U.S. Department of Education Lifting Restrictions Preventing Incarcerated People Using Type of Federal Aid to Pay for College
Tuesday, September 26th, 2023 -- 9:00 AM
(By Sarah Lehr, Wisconsin Public Radio) After more than two decades, the U.S. Department of Education is lifting restrictions that prevented incarcerated people from using a type of federal aid to pay for college.
According to Sarah Lehr with Wisconsin Public Radio, the change could bring additional opportunities to Wisconsinites behind bars, as colleges take steps to expand their programming inside the state's prisons.
More than 6 million low-income students across the country used Pell grants to help pay for higher education in the 2021-22 school year. But a provision in a 1994 U.S. crime bill has banned incarcerated students from using those federal grants.
"It was really part of our nation's larger kind of tough on crime stance at the time," said Margaret diZerega with the Vera Institute of Justice, a think tank that researches mass incarceration.
"It's terrific to see this law change given what we know about the benefits of college in prison, in terms of reducing the likelihood of someone returning to prison (and) reducing violence in prisons, which makes it safer for the people who live there, and the people who work there."
Following a vote from Congress in 2020, those restrictions were lifted effective July 1. The change is long overdue, said Roy Rogers, who advocates for criminal justice reform in Wisconsin though a group called The Community.

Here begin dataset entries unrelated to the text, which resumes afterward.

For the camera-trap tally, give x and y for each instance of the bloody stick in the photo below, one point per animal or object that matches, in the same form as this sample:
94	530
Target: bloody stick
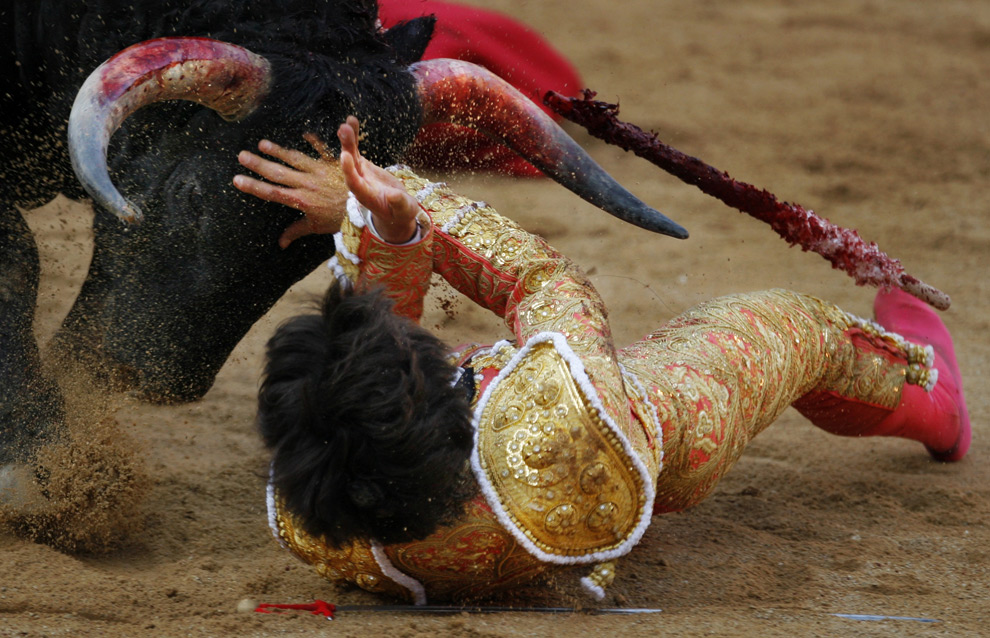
842	247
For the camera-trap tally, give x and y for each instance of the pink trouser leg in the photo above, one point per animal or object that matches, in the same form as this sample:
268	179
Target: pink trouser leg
938	419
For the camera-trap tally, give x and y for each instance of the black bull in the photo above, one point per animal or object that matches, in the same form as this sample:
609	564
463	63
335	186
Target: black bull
166	300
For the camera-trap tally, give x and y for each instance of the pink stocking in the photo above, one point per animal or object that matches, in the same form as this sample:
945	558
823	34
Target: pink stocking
938	419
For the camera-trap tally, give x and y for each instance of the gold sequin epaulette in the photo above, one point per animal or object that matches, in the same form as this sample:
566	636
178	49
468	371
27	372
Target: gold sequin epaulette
556	471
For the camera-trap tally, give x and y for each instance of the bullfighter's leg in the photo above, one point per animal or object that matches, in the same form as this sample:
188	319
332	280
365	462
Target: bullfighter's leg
31	405
722	372
935	416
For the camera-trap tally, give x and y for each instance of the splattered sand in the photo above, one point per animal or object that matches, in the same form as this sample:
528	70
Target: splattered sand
872	112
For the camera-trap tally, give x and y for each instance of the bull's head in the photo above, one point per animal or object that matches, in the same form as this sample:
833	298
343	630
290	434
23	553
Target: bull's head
194	274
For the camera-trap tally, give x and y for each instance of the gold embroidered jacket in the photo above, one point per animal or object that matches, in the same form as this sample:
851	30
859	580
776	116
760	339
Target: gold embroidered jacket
570	434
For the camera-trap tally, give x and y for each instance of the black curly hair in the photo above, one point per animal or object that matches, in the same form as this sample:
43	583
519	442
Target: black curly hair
368	437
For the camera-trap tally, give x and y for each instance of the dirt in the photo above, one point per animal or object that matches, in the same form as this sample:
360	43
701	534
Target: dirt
871	112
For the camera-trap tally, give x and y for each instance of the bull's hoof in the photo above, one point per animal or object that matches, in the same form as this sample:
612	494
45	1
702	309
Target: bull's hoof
18	488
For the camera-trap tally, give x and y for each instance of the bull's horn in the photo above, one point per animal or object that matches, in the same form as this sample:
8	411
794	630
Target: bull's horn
466	94
227	78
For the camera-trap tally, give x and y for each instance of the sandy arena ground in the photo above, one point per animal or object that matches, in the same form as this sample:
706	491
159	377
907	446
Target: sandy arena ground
872	112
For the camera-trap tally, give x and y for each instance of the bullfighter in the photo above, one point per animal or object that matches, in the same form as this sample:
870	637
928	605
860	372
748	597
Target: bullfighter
417	471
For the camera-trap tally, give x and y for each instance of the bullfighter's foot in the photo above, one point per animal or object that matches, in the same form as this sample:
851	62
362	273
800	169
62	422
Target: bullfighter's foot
939	418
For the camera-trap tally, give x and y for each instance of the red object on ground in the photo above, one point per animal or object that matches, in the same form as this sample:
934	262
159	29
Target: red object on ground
317	608
843	247
505	47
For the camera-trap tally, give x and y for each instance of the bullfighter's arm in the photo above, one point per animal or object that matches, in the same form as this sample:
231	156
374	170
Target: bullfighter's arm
518	276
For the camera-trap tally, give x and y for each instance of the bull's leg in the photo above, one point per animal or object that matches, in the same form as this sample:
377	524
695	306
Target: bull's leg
31	405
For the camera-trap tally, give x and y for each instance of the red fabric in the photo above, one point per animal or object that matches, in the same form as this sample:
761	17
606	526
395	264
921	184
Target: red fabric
938	419
505	47
317	608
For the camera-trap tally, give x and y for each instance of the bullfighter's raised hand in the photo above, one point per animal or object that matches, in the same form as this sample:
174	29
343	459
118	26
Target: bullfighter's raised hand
318	187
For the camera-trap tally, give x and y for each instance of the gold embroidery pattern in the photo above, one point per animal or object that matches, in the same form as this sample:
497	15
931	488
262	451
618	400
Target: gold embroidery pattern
473	558
404	271
353	564
722	372
559	471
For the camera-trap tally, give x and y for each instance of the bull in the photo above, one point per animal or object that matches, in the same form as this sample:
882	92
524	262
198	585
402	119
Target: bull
173	288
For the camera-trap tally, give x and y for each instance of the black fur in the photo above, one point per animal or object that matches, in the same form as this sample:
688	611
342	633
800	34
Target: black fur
369	438
165	302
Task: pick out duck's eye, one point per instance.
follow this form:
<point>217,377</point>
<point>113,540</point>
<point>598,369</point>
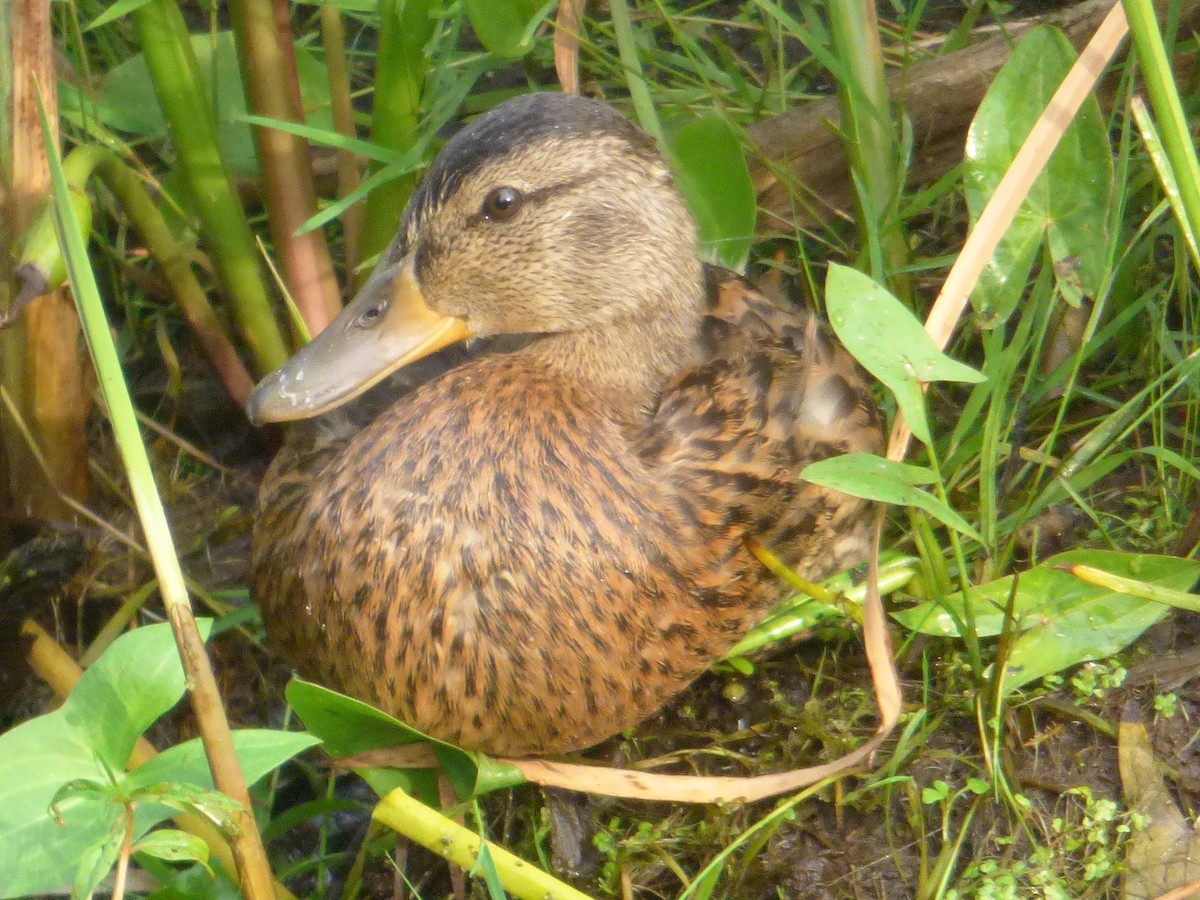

"For many, many years, this door of opportunity has been closed to many men and women," Rogers said. "Since this opportunity is reestablished, it's going to create hope. It's going to create a mindset that says, 'You know what, since I do have this opportunity, I don't want to do anything that's going to jeopardize it.' So it will affect the behavior of the men and women on the inside."
Since 2016, some people in Wisconsin prisons have been able to get federal aid for college as part of a pilot called the Second Chance Pell experiment. Currently, those classes are offered online as part of partnerships with three institutions, Madison College, Moraine Park Technical College and Milwaukee Area Technical College.
Outside of Second Chance Pell, other programs, such as Odyssey Behind Bars through the University of Wisconsin, are made possible by a mix of state funding and private donations, said Ben Jones, who oversees educational programs for the Wisconsin Department of Corrections.
Last semester, 350 of the 464 students taking classes through the Wisconsin DOC were part of Second Chance Pell, Jones said. Now that the 1994 restrictions have been lifted, diZerega anticipates more incarcerated students will be able to pursue higher education in Wisconsin and across the country.